We are honoured to announce that Professor Dr Fatou Sow receives the Honorary Doctorate of the University of Bayreuth. The Senegalese sociologist is recognised for her unwavering commitment to the cause of women and her outstanding scholarly achievements in feminist topics on the African continent. This was announced during her keynote lecture at the Africa Multiple Cluster of Excellence conference on 14 July 2021.

BIGSAS and the Africa Multiple Cluster of Excellence have announced that Fatou Sow, a sociologist based at Cheikh Anta Diop University in Dakar and the Centre National de la Recherche Scientifique (CNRS) in Paris, will be the recipient of a BIGSAS Honorary Doctorate, to be awarded by the University of Bayreuth. The members of BIGSAS unanimously nominated her for this award. The official award ceremony is likely to be held in the course of the winter semester 2021-2022.

Professor Sow is a renowned Senegalese sociologist and veritable pioneer of gender studies and African feminism, who has worked at the forefront of women’s rights in West Africa and beyond for more than half a century. Born in Dakar, Senegal, in 1941 she was among the very few women to enter university in Senegal at the time when the former French colony gained its independence.

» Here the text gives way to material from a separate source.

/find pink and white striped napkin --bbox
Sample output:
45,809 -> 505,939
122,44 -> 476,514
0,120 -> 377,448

She later worked as a researcher at the CNRS in Paris, where she began her doctoral studies. After receiving her PhD in sociology at the Sorbonne in 1969, Fatou Sow returned to Dakar and took up a position at the Institut Fondamental d’Afrique Noire (IFAN) at Cheikh Anta Diop University.

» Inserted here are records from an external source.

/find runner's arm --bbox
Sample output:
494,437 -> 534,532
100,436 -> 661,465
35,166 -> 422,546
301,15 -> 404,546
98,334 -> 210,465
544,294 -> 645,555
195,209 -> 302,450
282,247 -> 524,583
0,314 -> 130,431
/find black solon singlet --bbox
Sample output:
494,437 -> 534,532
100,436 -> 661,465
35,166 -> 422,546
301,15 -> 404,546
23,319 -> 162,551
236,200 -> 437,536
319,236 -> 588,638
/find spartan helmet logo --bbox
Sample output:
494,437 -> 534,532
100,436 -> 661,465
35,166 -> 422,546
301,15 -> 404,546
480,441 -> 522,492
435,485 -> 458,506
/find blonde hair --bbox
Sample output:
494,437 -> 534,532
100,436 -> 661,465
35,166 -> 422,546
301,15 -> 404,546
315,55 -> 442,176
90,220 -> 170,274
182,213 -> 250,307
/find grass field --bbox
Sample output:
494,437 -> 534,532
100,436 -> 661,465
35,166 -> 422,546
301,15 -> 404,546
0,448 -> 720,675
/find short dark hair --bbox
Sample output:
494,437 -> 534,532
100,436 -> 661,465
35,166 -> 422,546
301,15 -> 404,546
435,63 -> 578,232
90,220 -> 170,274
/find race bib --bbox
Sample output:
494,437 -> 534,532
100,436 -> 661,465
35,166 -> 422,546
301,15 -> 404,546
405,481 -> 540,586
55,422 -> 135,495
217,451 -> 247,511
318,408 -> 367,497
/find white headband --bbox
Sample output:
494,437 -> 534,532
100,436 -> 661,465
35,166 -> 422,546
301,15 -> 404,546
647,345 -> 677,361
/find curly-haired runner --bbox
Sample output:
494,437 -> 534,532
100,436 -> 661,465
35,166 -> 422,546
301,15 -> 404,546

The mid-1970s marked the beginning of her extraordinary and unabated commitment to the cause of African women in- and outside of academia. She held several visiting professorships in Canada and the United States and was instrumental in putting gender on the agenda of the Council for the Development of Social Sciences in Africa (CODESRIA) in the 1980s. In the early 1990s, she became a member of the CNRS-based Laboratoire Sedet of Denis Diderot University in Paris, where she received her Research Director Habilitation in sociology.

Fatou Sow played a key role in the formation and development of African Feminist Studies. Her incisive situated analyses of women's lives in francophone West Africa have challenged colonial and post-colonial prejudices since more than half a century. During this time, she attended innumerable academic and activist events all over the globe, incessantly tackling questions of gender justice, violence against women, women’s mobilization and political participation, and women’s rights in Africa and in Muslim contexts in her keynotes, lectures, and other appearances.

As the Dean of BIGSAS, Professor Dr Martina Drescher, points out: “Awarding Fatou Sow a BIGSAS Honorary Doctorate means to acknowledge one of the continent’s leading feminist voices. BIGSAS, the Africa Multiple Cluster of Excellence, and the University of Bayreuth are indeed privileged to bestow this title on her, in recognition of her extraordinary achievements and her enduring contribution to the cause of women and feminist studies in the African context.”

Professor Sow is the second person to be awarded the BIGSAS Honorary Doctorate. In 2014, the Kenyan writer and academic Prof. Ngũgĩ wa Thiong’o was the first recipient of this honorary degree.